Senin, 4 Oktober 2021 15:25
Usai Ngamuk di Gorontalo, Risma Beraksi Menyapu Makam di Padang

FAJAR.CO.ID, JAKARTA — Menteri Sosial Tri Rismaharini ramai digunjing publik jagat maya. Aksi marah-marahnya saat rapat bersama sejumlah pejabat di Provinsi Gorontalo, Kamis (30/9/2021) mencuri perhatian.

Kemarahan Risma di Gorontalo dipicu adanya perbedaan laporan antara Program Keluarga Harapan (PKH) setempat dengan data yang disampaikan pejabat Kemensos.

Data itu terkait dicoretnya Keluarga Penerima Manfaat (KPM) dari Data Terpadu Kesejahteraan Sosial (DTKS) karena saldo rekeningnya 0 rupiah.

Bukan kali pertama Mantan Wali Kota Surabaya itu meluapkan amarahnya di muka publik. Risma juga pernah menyemprot pejabat Pemerintah di Jember, Bandung, Riau, dan yang terakhir di Gorontalo.

Saking hebohnya, nama Risma kini menjadi trending topic Twitter tanah air. Setidaknya lebih dari 12,7 ribu netizen menyinggung namanya.

Belum reda di ingatan publik terkait aksi mengamuknya itu, Risma kembali bikin heboh.

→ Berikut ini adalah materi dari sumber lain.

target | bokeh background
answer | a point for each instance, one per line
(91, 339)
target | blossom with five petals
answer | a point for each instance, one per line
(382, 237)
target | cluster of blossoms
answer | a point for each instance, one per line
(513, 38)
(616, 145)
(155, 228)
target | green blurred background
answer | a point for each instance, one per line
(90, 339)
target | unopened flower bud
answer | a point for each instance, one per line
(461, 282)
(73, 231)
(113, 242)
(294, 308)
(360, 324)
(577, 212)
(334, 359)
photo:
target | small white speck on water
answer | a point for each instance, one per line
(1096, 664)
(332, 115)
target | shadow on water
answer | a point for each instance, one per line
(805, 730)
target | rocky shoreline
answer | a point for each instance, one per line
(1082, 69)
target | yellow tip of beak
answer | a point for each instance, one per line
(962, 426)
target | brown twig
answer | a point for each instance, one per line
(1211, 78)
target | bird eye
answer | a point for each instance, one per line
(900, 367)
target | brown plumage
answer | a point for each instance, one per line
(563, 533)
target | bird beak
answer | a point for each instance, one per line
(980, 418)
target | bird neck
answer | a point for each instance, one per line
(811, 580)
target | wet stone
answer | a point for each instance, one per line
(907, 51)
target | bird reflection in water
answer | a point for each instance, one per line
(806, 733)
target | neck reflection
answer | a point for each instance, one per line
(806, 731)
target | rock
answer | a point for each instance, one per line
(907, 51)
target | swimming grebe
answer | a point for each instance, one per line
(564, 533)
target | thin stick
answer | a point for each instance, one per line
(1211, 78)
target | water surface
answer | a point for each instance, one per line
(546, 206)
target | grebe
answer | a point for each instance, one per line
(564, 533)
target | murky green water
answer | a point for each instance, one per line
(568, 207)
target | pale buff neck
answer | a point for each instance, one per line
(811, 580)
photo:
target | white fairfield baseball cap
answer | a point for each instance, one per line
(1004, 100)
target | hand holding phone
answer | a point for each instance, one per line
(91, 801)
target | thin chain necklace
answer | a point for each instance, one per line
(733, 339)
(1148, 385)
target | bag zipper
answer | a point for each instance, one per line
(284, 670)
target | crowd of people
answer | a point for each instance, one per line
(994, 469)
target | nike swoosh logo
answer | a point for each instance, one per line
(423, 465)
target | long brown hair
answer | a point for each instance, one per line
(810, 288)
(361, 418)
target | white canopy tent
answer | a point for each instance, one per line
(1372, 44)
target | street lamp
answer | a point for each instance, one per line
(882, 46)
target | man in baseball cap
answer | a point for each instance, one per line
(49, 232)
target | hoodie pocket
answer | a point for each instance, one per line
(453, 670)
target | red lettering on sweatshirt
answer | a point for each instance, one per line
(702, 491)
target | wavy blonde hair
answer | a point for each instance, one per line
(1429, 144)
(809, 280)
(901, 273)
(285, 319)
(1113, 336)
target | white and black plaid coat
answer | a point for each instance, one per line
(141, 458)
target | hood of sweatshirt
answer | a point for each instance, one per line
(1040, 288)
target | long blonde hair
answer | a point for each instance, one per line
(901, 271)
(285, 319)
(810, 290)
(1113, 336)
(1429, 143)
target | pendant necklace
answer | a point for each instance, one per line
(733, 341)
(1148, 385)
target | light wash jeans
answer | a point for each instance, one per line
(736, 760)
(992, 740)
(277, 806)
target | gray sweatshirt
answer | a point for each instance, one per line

Usai lawatannya di Provinsi Gorontalo, Risma kemudian terbang ke Padang, Sumatera Barat, pada Sabtu 2 Oktober 2021.

Pada kunjungan kerjanya itu ia memberikan bantuan sosial bagi korban bencana longsor dan pohon tumbang di Kabupaten Padang Pariaman, Sumatera Barat.

Di Padang Pariaman itu, Risma menyempatkan berziarah ke makam Syekh Burhanuddin di Ulakan Tapakis.

Selain mendoakan tokoh penyebar agama Islam itu, Risma pun melakukan aksi spontan dengan menyapu halaman makam.

“Karena makam ini dihormati oleh masyarakat, kita ada kewajiban untuk menjaga serta melestarikannya,” kata Mensos Risma.

Dia pun menceritakan pengalamannya saat pertama kali menjabat Wali Kota Surabaya.

“Saya juga memperbaiki makam Sunan Ampel yang sekarang kondisinya sudah baik,” kenangnya.

Anggota Komisi VIII DPR John Kenedy Azis yang juga ikut dalam rombongan kunjungan tersebut menyampaikan yang dilakukan Mensos Risma tersebut merupakan aksi spontan.

“Menteri berbisik ke saya, dia ingin menyapu di halaman makam,” kata John Kenedy Azis.

Bupati Padang Pariaman Suhatri Bur menyampaikan di kawasan tersebut sudah ada petugas kebersihan, namun karena saat ini sedang dilaksanakan tradisi basafa sehingga banyak peziarah datang.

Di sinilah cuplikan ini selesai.